I then deployed Prometheus to the same Raspberry Pi, and configured it to read these metrics every few seconds by editing prometheus.yml

global:
  scrape_interval: 5s

scrape_configs:
  - job_name: net
    static_configs:
    - targets: ["localhost:8000"]

Making some queries

Prometheus has a query language, which I find similar to spreadsheet formulas. You can enter a query directly into the web interface to get a graph or data table.

2017-07-net-03

I settled on these queries to get the data I needed. They show me the maximum attainable line rate, actual sync rate, and current throughput over the WAN interface.

Downloads

Throughput:

rate(wan_network_receive_bytes{device="ppp2.1"}[10s])*8/1024/1024

ADSL attainable:

adsl_attainable_rate_down_kbps/1024

ADSL sync:

adsl_rate_down_kbps/1024

Uploads

Usage:

rate(wan_network_send_bytes{device="ppp2.1"}[10s])*8/1024/1024

ADSL attainable:

adsl_attainable_rate_up_kbps/1024

ADSL sync:

adsl_rate_up_kbps/1024

Onto a dashboard

I then deployed the last component in this setup, Grafana, to the Raspberry Pi. This tool lets you save your queries on a dashboard.

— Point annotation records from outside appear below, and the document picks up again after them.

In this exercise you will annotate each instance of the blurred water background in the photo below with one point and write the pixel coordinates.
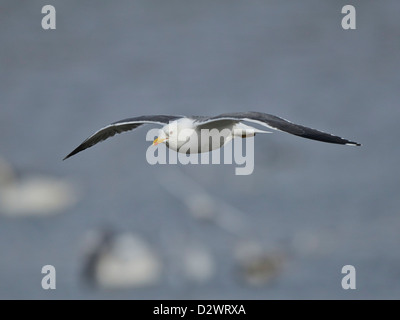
(284, 232)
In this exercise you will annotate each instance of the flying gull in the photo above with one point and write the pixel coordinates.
(182, 134)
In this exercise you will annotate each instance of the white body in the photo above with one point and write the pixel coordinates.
(185, 136)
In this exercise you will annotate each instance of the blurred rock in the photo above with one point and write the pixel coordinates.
(256, 266)
(118, 261)
(198, 264)
(201, 206)
(33, 195)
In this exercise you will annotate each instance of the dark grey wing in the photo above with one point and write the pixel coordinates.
(280, 124)
(118, 127)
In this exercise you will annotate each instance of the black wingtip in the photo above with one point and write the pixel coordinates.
(355, 144)
(79, 149)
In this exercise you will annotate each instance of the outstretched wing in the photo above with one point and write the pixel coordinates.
(280, 124)
(118, 127)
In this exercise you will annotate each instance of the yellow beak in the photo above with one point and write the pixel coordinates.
(158, 141)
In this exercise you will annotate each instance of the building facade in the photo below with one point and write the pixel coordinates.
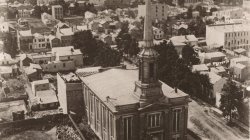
(135, 105)
(230, 36)
(235, 13)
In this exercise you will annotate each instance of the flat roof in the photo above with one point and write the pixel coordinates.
(70, 77)
(46, 96)
(38, 82)
(82, 72)
(201, 67)
(119, 84)
(231, 27)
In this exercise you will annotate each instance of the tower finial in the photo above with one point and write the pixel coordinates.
(148, 30)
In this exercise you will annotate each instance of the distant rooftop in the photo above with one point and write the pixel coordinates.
(45, 97)
(38, 82)
(201, 67)
(231, 27)
(83, 72)
(213, 77)
(6, 109)
(71, 78)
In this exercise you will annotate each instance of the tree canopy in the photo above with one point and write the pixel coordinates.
(189, 56)
(176, 73)
(95, 51)
(230, 99)
(125, 42)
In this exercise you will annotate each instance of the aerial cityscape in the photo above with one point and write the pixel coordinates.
(124, 69)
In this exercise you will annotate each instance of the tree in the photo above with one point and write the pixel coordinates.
(190, 12)
(33, 2)
(176, 73)
(213, 10)
(88, 45)
(183, 31)
(189, 56)
(37, 12)
(44, 9)
(107, 57)
(181, 2)
(12, 13)
(10, 45)
(230, 99)
(167, 62)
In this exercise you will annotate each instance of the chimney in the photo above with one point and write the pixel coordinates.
(107, 98)
(175, 90)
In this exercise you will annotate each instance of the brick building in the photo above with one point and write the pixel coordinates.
(134, 105)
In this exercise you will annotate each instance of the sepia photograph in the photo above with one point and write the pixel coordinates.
(124, 69)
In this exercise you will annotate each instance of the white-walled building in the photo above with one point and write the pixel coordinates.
(57, 11)
(68, 54)
(230, 36)
(158, 11)
(158, 33)
(235, 13)
(40, 43)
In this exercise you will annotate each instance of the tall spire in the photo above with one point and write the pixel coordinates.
(148, 29)
(148, 87)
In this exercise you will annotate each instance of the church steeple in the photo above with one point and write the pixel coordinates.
(148, 30)
(148, 87)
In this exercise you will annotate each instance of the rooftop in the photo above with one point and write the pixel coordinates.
(39, 82)
(240, 50)
(214, 55)
(71, 78)
(231, 27)
(66, 31)
(183, 39)
(107, 83)
(5, 69)
(25, 33)
(6, 109)
(218, 69)
(65, 51)
(83, 72)
(4, 56)
(45, 97)
(201, 67)
(213, 77)
(240, 66)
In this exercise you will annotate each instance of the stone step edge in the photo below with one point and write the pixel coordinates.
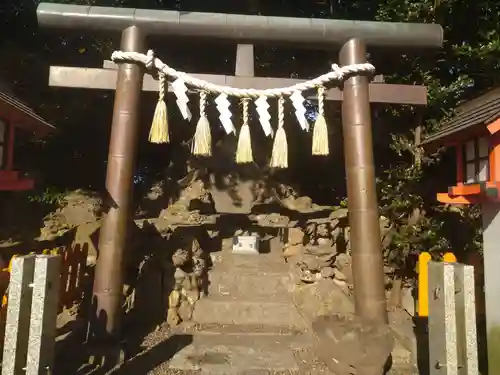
(241, 329)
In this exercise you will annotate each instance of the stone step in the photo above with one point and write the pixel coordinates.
(223, 310)
(250, 286)
(235, 355)
(256, 263)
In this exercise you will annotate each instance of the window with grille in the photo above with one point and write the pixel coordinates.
(476, 160)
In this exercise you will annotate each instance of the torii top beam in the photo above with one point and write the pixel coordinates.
(306, 32)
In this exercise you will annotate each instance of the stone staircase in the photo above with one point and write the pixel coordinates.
(248, 323)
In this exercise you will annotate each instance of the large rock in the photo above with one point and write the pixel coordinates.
(350, 345)
(323, 297)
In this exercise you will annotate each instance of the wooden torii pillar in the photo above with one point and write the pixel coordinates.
(127, 81)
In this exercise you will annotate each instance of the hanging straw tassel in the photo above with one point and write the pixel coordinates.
(202, 144)
(279, 157)
(244, 153)
(159, 127)
(320, 132)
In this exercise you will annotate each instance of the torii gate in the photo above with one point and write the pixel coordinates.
(356, 95)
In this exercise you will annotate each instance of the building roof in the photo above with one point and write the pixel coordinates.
(31, 120)
(474, 114)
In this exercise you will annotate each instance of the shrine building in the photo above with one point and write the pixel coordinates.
(16, 117)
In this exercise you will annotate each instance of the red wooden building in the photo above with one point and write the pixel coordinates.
(474, 133)
(16, 117)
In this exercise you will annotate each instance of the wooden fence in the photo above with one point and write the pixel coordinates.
(72, 282)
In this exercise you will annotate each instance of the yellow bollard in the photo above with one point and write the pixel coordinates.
(449, 258)
(9, 269)
(423, 284)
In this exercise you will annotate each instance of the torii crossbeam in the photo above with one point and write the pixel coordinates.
(356, 94)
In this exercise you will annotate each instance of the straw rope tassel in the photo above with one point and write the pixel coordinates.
(320, 131)
(279, 157)
(244, 153)
(159, 127)
(202, 144)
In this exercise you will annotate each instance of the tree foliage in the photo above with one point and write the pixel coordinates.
(466, 66)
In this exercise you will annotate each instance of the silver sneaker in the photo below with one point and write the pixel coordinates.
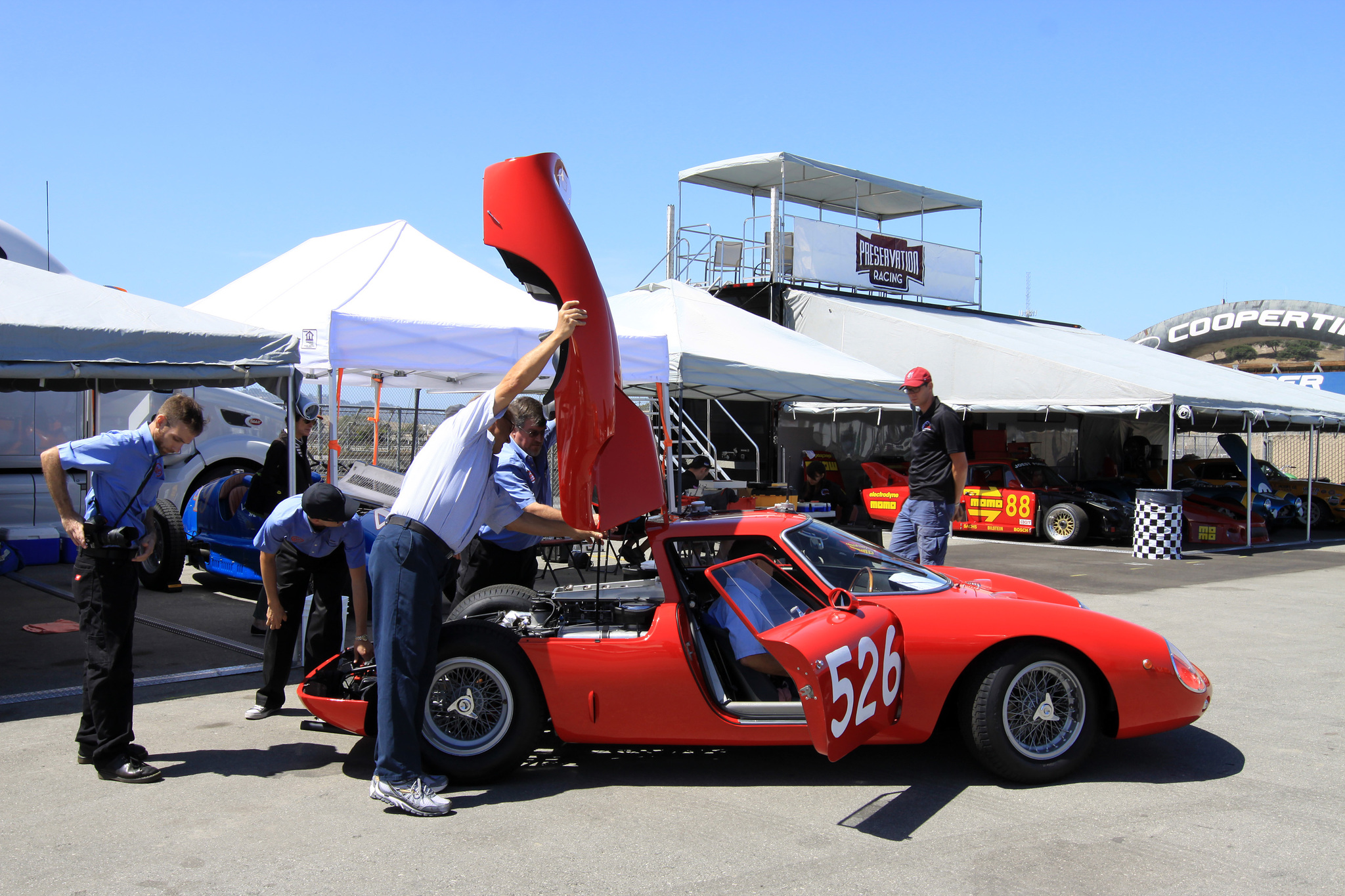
(413, 798)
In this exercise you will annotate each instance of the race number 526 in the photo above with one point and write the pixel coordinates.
(861, 708)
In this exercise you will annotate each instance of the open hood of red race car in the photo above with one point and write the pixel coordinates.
(603, 438)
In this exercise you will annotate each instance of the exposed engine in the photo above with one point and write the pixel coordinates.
(611, 610)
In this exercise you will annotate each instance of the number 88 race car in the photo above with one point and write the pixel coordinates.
(872, 649)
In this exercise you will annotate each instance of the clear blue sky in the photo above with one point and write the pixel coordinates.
(1138, 159)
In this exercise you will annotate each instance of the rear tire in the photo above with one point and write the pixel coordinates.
(1030, 714)
(163, 567)
(1064, 524)
(1321, 513)
(487, 603)
(485, 711)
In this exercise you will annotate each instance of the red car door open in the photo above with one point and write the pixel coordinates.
(845, 658)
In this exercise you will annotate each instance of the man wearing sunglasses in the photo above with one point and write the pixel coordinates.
(938, 476)
(521, 471)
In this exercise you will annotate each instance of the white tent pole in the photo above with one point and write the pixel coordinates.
(294, 437)
(1248, 480)
(775, 228)
(671, 261)
(1172, 441)
(1312, 475)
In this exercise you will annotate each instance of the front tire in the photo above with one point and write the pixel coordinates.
(163, 567)
(485, 710)
(1064, 524)
(1030, 715)
(489, 603)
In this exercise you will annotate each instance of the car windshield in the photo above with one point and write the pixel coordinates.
(1270, 472)
(844, 561)
(1039, 476)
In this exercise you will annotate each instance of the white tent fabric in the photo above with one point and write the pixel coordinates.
(389, 300)
(720, 351)
(60, 332)
(993, 363)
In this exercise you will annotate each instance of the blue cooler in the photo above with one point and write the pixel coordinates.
(38, 545)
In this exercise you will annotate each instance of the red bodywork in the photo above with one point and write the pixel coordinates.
(654, 689)
(603, 440)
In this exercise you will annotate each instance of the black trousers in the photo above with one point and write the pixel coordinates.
(294, 574)
(106, 590)
(486, 563)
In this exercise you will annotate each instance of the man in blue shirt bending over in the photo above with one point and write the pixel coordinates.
(521, 472)
(125, 469)
(309, 538)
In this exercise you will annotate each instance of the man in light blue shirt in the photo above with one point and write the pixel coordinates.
(447, 496)
(311, 538)
(125, 471)
(519, 471)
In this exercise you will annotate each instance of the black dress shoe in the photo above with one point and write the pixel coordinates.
(135, 752)
(131, 771)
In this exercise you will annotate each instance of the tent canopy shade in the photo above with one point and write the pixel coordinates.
(386, 300)
(984, 363)
(718, 351)
(824, 186)
(64, 333)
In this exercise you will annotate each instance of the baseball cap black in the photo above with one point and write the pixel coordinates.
(324, 501)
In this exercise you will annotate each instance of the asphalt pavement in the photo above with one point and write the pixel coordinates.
(1246, 801)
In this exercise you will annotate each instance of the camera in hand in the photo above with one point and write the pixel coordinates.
(100, 535)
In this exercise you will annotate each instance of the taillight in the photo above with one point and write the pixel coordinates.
(1187, 671)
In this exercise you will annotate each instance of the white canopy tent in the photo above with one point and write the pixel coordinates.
(390, 301)
(997, 363)
(718, 351)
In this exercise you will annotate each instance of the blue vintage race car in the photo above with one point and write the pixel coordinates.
(218, 530)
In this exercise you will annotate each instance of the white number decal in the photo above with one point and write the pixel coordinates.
(864, 711)
(891, 664)
(841, 688)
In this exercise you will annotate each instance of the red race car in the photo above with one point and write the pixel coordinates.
(766, 628)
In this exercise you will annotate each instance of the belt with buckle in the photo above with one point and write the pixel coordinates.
(416, 526)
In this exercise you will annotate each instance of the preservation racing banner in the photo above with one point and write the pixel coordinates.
(868, 259)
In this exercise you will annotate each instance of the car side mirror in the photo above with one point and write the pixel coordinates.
(841, 599)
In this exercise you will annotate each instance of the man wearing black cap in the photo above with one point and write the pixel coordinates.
(938, 475)
(694, 472)
(311, 536)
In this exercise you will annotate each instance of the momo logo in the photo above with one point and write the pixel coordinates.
(888, 261)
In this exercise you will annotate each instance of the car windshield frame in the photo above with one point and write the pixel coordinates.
(1063, 482)
(793, 535)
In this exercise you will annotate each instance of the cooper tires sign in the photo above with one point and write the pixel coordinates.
(1208, 330)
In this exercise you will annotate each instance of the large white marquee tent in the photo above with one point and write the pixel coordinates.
(387, 300)
(994, 363)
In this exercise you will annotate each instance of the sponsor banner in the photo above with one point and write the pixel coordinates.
(1333, 382)
(868, 259)
(1195, 332)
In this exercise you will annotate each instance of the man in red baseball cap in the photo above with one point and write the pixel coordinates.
(938, 476)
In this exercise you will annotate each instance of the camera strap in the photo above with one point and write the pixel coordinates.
(154, 465)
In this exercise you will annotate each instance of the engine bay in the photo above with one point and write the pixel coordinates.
(609, 610)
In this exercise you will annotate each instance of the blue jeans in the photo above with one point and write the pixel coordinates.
(920, 532)
(409, 572)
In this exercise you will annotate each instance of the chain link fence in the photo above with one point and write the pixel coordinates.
(1289, 452)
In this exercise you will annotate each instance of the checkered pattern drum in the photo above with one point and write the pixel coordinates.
(1158, 524)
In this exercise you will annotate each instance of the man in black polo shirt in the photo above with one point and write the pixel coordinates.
(938, 475)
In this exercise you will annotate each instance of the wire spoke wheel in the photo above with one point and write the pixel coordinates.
(1044, 710)
(1063, 526)
(468, 708)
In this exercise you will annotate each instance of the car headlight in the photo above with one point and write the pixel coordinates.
(1187, 671)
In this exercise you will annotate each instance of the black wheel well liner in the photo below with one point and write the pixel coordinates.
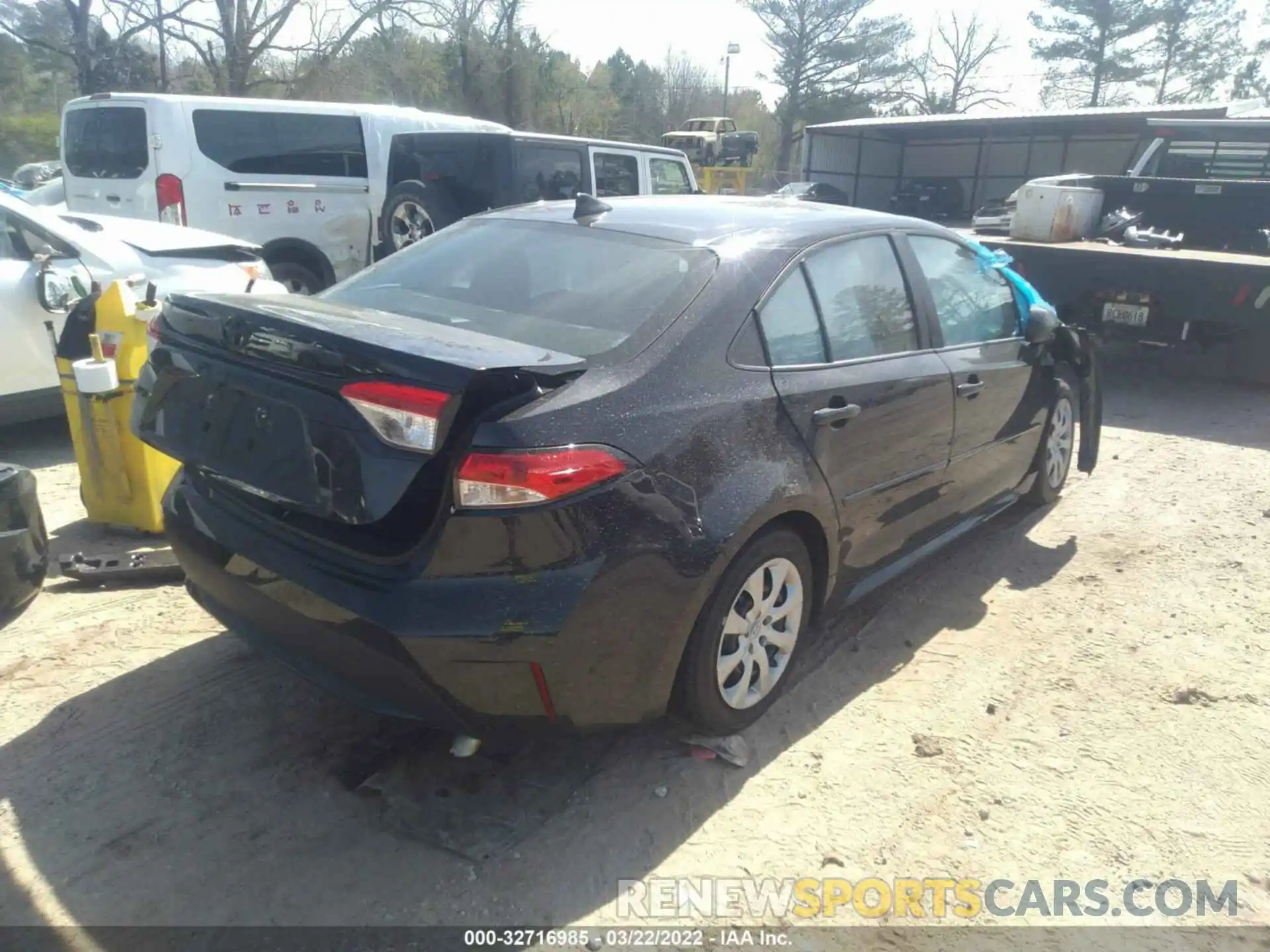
(812, 532)
(300, 252)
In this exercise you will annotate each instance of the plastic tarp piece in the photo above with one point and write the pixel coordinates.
(1001, 260)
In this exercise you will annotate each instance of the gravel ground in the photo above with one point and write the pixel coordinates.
(1089, 686)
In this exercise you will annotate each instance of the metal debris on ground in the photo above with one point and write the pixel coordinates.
(733, 748)
(134, 569)
(925, 746)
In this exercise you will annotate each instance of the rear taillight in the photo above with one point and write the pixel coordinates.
(172, 200)
(402, 415)
(525, 477)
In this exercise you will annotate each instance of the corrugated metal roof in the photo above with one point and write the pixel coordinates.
(916, 122)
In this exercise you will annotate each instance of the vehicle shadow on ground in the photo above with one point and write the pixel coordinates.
(210, 786)
(37, 444)
(1166, 394)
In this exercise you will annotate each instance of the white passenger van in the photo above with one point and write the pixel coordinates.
(305, 180)
(328, 187)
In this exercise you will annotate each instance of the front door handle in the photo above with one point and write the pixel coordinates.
(836, 414)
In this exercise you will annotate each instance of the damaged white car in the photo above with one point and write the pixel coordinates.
(92, 248)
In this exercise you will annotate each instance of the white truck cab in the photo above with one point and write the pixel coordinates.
(304, 180)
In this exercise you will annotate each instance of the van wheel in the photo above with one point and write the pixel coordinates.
(298, 278)
(738, 656)
(414, 211)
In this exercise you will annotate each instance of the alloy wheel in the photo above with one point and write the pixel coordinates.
(411, 223)
(760, 633)
(1058, 442)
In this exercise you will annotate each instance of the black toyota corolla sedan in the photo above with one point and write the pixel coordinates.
(582, 462)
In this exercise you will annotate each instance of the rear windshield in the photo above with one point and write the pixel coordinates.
(254, 143)
(559, 286)
(1198, 159)
(107, 143)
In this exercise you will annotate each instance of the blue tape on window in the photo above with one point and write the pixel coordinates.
(1001, 260)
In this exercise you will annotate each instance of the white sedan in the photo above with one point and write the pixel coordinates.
(89, 248)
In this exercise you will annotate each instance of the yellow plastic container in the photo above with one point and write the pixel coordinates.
(122, 479)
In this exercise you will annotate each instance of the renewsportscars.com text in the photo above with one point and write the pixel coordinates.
(926, 898)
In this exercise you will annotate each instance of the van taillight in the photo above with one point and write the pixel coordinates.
(172, 200)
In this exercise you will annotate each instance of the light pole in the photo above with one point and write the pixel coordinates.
(733, 48)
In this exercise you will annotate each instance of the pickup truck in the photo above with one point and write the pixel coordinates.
(1198, 277)
(714, 141)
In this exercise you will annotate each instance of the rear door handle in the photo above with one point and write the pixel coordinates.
(836, 414)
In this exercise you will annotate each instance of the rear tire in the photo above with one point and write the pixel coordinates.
(1058, 444)
(413, 211)
(299, 278)
(747, 637)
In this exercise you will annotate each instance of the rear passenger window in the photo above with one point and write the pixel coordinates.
(548, 175)
(974, 303)
(669, 177)
(790, 325)
(616, 175)
(282, 143)
(864, 300)
(107, 143)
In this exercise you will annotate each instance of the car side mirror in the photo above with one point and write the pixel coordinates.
(58, 292)
(1042, 325)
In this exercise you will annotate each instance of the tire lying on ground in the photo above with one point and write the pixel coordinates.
(23, 541)
(413, 211)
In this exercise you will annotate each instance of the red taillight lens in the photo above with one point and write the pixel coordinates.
(525, 477)
(172, 200)
(402, 415)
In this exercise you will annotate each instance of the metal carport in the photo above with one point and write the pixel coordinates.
(991, 155)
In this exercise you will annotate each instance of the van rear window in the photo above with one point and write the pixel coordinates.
(282, 143)
(574, 290)
(107, 143)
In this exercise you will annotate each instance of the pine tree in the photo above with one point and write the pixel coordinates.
(1095, 48)
(1195, 48)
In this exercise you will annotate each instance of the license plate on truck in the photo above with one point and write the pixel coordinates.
(1133, 315)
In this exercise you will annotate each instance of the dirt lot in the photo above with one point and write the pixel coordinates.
(154, 771)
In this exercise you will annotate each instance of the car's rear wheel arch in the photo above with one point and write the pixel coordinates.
(812, 534)
(806, 526)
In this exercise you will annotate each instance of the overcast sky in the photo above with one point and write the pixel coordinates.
(591, 30)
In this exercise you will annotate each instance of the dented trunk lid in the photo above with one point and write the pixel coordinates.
(245, 393)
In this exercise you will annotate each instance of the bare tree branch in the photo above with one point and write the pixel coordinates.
(945, 78)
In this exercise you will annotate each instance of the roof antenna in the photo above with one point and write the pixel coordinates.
(588, 208)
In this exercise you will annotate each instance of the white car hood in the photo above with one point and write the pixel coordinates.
(154, 237)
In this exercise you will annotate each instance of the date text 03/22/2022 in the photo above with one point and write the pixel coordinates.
(625, 938)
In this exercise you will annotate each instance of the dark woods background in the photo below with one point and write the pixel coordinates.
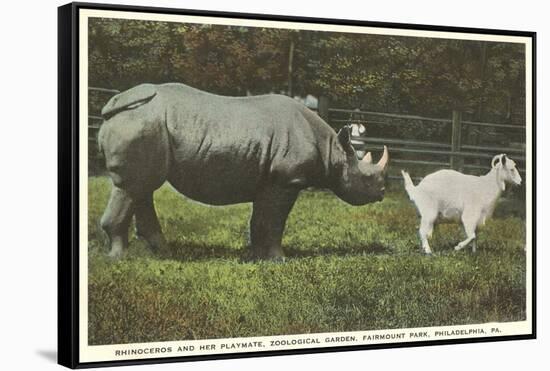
(427, 76)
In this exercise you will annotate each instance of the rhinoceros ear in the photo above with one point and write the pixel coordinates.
(367, 158)
(344, 137)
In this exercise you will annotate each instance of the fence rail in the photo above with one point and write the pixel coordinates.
(455, 153)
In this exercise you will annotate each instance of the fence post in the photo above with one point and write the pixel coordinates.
(456, 140)
(322, 108)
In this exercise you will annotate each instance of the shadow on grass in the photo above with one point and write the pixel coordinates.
(202, 252)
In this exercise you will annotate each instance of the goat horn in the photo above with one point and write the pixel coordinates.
(384, 159)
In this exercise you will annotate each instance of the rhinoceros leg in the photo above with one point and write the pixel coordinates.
(269, 213)
(147, 223)
(116, 220)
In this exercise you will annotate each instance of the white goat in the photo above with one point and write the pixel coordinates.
(452, 195)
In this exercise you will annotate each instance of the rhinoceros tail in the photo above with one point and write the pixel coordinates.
(129, 99)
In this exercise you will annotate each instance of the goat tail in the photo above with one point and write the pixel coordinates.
(409, 185)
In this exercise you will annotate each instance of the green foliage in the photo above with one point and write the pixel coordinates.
(426, 76)
(349, 268)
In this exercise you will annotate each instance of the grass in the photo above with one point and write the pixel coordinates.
(349, 269)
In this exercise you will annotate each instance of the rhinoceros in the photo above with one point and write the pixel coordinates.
(222, 150)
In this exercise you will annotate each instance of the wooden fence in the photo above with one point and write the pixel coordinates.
(419, 144)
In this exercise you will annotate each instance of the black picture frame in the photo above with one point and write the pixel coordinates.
(68, 182)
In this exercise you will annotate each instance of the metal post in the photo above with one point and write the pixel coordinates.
(456, 140)
(322, 108)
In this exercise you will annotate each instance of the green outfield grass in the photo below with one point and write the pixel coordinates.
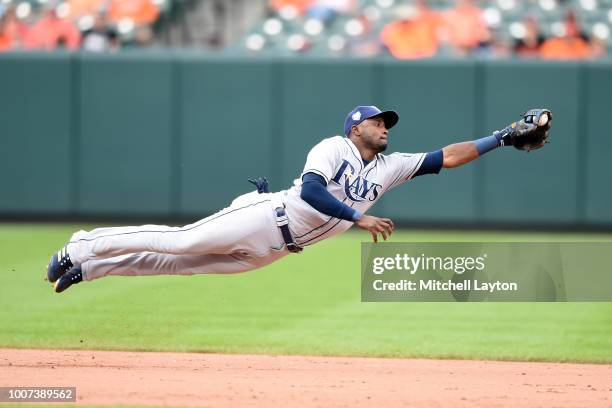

I made two plots, one for uploads, and one for downloads-

2017-07-net-04

By saturating the link with traffic (such as when running a speed test), it was now possible to compare the actual network speed with the ADSL sync speed.

2017-07-net-06

In my case, the best attainable network speed changed depending on the time of day, while the ADSL sync speed was constant. That’s a simple case of congestion.

Conclusion

I’ve deployed a few tiny Prometheus setups like this, because of how simple it is to work with new sources of metrics. It’s designed for much larger setups than an individual router, so it’s a worthwhile tool to be familiar with. Data is always a good reality-check for your assumptions, of course.

This setup had the level of security that you would expect of a Raspberry Pi project (none), and crashed after 4 days because I did not configure it for a RAM-limited environment, but it was a useful learning exercise, so I uploaded it to GitHub anyway. The python and Ansible code can be found here.